The basic problem here is writing a query engine that allows for a wide array of conditions.  Now, for my engine, I wanted to provide at bare minimum the ability to query exact values,  >, <, >=, <=, IN, NOT IN and KEY EXISTS.  Sounds pretty simple, right?  How hard could that be?  Well, doing them individually is actually very very simple.  But, when you have complex queries against multiple keys and also add in the ability to use AND and OR for combinations of conditions, it starts to get pretty ugly.

I have done it, of course, and it works, but it took two tries to get it working and now, it is a horrible mess and needs to be completely rewritten and optimized and that is going to lead to errors and screaming and throwing and breaking, but I will get it working and working well.

Once that is working, I will move on to things like DATES, REGULAR EXPRESSIONS and then the ability to embed function calls within the queries (WHY?  BECAUSE)

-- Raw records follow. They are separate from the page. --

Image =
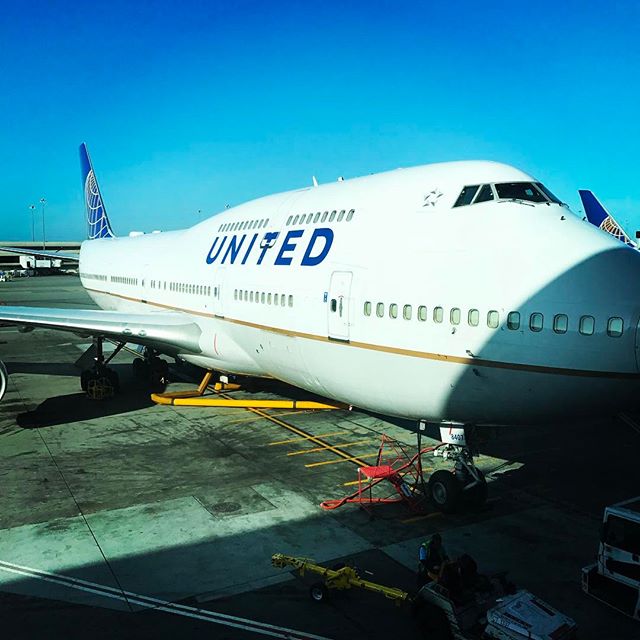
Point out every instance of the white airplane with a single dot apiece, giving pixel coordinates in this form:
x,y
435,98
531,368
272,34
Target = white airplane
x,y
461,291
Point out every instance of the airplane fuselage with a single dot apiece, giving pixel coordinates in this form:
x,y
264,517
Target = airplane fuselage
x,y
379,293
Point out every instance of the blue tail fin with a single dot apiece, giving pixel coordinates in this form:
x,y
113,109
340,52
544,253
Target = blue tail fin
x,y
98,225
601,218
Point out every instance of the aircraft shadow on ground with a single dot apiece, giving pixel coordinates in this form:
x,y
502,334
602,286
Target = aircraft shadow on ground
x,y
43,368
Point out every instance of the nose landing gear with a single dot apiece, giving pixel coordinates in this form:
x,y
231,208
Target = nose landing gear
x,y
465,483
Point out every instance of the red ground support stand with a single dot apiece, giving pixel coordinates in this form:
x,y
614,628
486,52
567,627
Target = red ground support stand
x,y
394,464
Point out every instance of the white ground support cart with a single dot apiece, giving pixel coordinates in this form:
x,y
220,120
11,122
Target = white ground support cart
x,y
615,578
487,611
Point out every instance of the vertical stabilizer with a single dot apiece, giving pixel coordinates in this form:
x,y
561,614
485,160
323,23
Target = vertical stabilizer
x,y
98,225
598,216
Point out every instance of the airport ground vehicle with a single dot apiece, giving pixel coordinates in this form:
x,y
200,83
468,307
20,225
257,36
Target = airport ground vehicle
x,y
615,577
478,607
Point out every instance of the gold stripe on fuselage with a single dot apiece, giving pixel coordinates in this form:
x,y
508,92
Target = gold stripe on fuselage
x,y
475,362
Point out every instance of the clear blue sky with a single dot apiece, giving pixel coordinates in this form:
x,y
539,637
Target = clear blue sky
x,y
188,105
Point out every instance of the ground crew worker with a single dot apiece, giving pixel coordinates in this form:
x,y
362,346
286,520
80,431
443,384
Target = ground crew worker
x,y
431,557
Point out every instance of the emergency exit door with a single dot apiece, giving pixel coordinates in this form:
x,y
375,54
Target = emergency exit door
x,y
338,304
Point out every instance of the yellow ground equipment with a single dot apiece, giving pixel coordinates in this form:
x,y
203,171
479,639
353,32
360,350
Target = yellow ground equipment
x,y
344,577
197,398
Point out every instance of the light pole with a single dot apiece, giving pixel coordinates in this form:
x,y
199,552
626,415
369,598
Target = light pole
x,y
44,241
33,222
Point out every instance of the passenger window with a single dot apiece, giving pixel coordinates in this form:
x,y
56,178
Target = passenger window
x,y
560,323
615,327
587,325
485,194
466,196
536,322
513,320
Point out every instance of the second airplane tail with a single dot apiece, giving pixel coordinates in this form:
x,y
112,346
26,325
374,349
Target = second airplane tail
x,y
98,225
601,218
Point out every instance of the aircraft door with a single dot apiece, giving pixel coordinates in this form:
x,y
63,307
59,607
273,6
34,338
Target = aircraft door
x,y
338,305
216,292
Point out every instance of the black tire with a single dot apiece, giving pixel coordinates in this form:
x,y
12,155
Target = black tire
x,y
444,491
84,379
477,495
139,367
318,592
114,378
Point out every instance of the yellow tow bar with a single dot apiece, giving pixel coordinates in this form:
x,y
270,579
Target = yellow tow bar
x,y
196,398
343,578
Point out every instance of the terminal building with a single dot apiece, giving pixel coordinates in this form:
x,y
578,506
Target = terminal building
x,y
12,260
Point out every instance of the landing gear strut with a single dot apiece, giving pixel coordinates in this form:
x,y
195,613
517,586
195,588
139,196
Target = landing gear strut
x,y
447,489
100,381
155,369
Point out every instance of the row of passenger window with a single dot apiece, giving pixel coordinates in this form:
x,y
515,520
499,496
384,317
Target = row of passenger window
x,y
319,216
276,299
124,280
560,322
241,226
93,276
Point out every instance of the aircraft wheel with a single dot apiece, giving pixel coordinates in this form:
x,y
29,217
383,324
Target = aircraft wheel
x,y
318,591
139,367
444,491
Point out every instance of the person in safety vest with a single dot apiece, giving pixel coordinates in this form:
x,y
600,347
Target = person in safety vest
x,y
431,556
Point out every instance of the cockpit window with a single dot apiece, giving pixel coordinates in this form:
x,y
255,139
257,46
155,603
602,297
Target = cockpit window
x,y
548,193
485,194
466,196
519,191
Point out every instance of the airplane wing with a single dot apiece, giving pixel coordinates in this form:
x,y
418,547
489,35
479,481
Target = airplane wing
x,y
166,331
52,255
601,218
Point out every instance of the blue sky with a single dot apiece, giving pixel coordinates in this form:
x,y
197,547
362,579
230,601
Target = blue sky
x,y
188,106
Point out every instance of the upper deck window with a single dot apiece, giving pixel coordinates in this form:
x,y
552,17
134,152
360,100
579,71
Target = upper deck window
x,y
485,194
520,191
466,196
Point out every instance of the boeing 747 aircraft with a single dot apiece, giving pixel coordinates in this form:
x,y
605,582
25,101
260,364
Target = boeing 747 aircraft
x,y
460,291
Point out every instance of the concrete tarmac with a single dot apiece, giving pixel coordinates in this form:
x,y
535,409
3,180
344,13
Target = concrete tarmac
x,y
106,504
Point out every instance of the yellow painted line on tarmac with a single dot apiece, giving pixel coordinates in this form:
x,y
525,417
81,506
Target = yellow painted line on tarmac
x,y
303,438
256,418
356,460
316,449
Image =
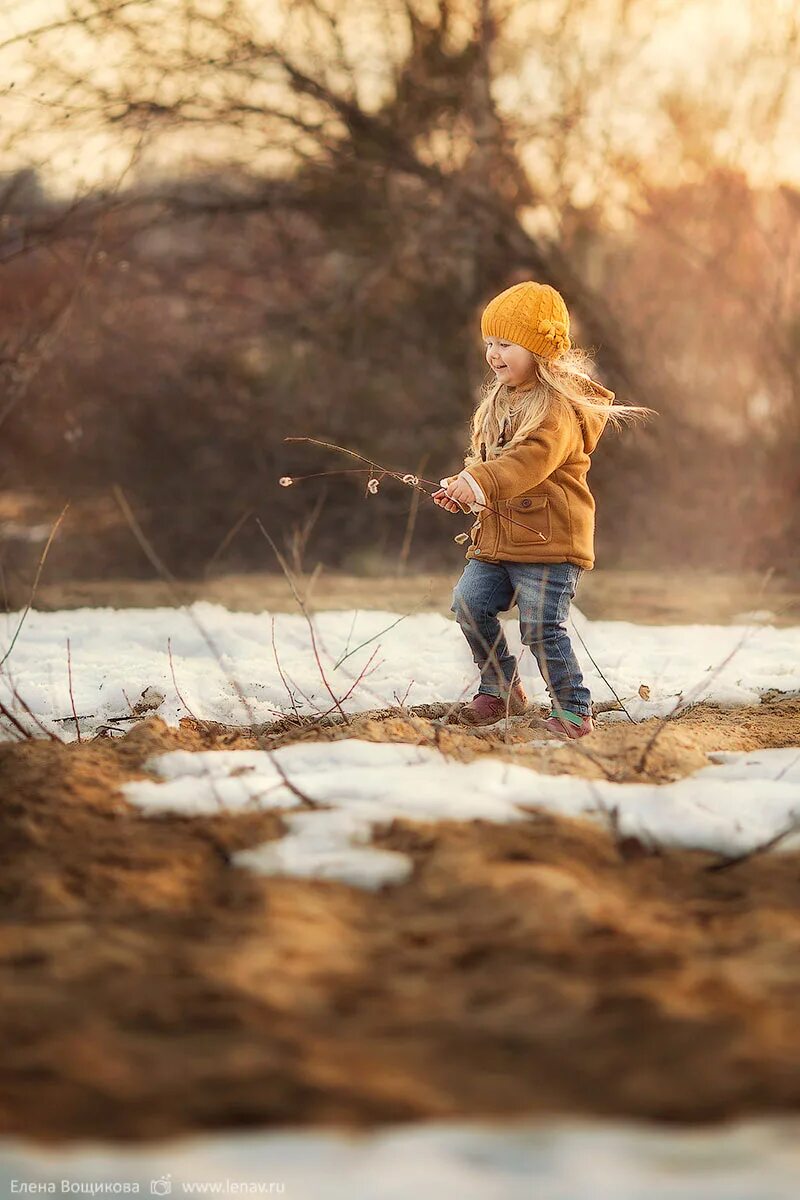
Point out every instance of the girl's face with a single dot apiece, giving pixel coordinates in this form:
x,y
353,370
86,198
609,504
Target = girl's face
x,y
511,364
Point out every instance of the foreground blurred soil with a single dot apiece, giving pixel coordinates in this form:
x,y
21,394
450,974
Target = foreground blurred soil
x,y
648,597
152,989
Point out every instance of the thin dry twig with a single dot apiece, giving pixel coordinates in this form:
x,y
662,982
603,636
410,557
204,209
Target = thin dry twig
x,y
36,579
72,699
178,691
308,622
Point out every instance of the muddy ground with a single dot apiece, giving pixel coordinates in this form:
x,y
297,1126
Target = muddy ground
x,y
151,989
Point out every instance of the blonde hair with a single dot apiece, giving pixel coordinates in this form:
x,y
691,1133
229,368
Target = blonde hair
x,y
559,383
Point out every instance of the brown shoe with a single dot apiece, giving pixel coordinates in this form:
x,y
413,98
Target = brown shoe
x,y
565,729
486,709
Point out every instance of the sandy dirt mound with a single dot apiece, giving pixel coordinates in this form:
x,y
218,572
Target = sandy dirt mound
x,y
151,989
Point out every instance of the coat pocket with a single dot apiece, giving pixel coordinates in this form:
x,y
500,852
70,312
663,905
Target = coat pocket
x,y
529,522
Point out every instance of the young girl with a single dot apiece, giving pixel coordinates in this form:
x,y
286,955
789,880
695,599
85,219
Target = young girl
x,y
539,419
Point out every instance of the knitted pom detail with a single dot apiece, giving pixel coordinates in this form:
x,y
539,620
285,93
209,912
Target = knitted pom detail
x,y
555,333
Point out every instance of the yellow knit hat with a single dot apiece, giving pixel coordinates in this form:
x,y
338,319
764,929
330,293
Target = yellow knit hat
x,y
531,315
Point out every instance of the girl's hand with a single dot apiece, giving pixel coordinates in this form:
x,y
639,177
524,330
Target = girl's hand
x,y
444,502
458,490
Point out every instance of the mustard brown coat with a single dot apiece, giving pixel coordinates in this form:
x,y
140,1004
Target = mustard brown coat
x,y
545,511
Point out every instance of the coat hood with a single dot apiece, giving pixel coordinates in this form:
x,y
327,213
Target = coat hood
x,y
593,424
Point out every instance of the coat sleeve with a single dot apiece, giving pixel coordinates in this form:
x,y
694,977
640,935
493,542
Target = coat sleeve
x,y
529,463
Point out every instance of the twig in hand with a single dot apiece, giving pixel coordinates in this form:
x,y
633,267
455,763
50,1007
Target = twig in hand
x,y
414,481
72,699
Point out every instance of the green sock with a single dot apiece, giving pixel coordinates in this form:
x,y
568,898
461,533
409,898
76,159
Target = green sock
x,y
572,718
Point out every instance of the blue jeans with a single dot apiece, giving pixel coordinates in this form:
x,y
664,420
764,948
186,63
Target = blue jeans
x,y
543,592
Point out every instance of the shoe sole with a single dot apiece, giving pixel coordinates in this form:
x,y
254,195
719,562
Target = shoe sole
x,y
485,725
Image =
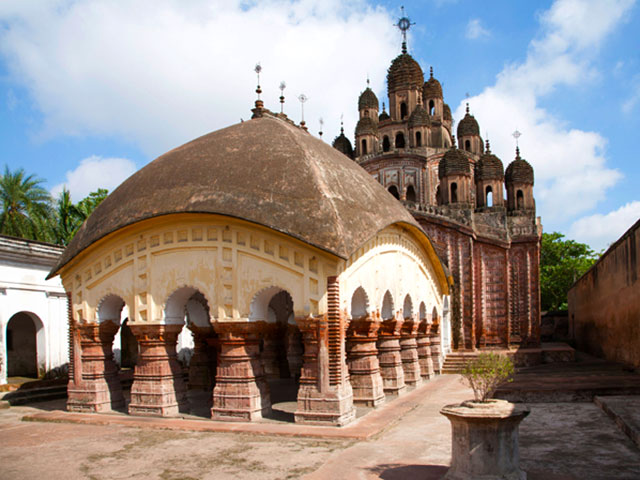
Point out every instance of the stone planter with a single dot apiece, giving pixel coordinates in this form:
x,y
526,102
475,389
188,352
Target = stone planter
x,y
484,443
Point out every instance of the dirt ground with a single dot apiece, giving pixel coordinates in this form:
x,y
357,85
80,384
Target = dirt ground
x,y
557,441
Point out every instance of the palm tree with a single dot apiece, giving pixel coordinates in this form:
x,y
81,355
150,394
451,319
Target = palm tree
x,y
26,209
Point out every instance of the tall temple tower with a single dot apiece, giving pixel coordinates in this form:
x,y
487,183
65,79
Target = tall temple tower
x,y
456,191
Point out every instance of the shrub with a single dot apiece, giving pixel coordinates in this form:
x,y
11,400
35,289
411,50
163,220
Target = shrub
x,y
486,372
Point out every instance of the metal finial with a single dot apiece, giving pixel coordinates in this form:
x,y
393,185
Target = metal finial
x,y
404,24
282,87
516,135
258,69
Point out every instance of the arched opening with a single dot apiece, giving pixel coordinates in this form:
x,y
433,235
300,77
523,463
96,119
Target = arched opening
x,y
359,303
423,311
386,144
411,194
25,346
407,307
386,312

This is a slow process.  It is slow because I am only allowing myself to take small steps between tests.  Tests take time and patience (and an understanding of what the hell needs to be tested, which I often do not entirely have.)  So, baby steps.  This approach has led to fewer bugs overall.  However, it goes against my natural inclination to just barrel through things to "get it done."  Frustrating.  Very frustrating, but it is paying off.

So, here is what is working now:
  1. Creation of networks, nodes, connections and neurons
  2. Modification of networks, nodes, connections and neurons
  3. Ability to find connections for any object (node, connection, neuron)
    1. ==, >, <, >=, <=, IN, NOT IN, KEY EXISTS queries working and combinable
    2. AND and OR allowed but only globally for a query
  4. Indexes for object names, types and keys
  5. Neuron execution (Recursive, traverses network, can be slow.)
  6. Path analysis. (This is pretty slow for complex networks if depth > 2)
  7. Balance analysis (relationship between incoming and outgoing connections, a value between -1 and 1)
  8. Common connection queries (given a group of objects what connections are common to them?)  This allows for strict or fuzzy matching and is really just a way of clustering data.
  9. Deep connections.  A depth limited (configurable) search for connections to a given object
It isn't really a ton of code.  There are four files (soon to be more when I break out the query stuff into its own library.)  The code is clean except for the query stuff.  Variable naming is pretty solid.  I follow a set of patterns to keep it from becoming an unreadable nightmare.  So, in pretty good shape so far, but there is so much more to do.  I'm probably less than 30% done with it.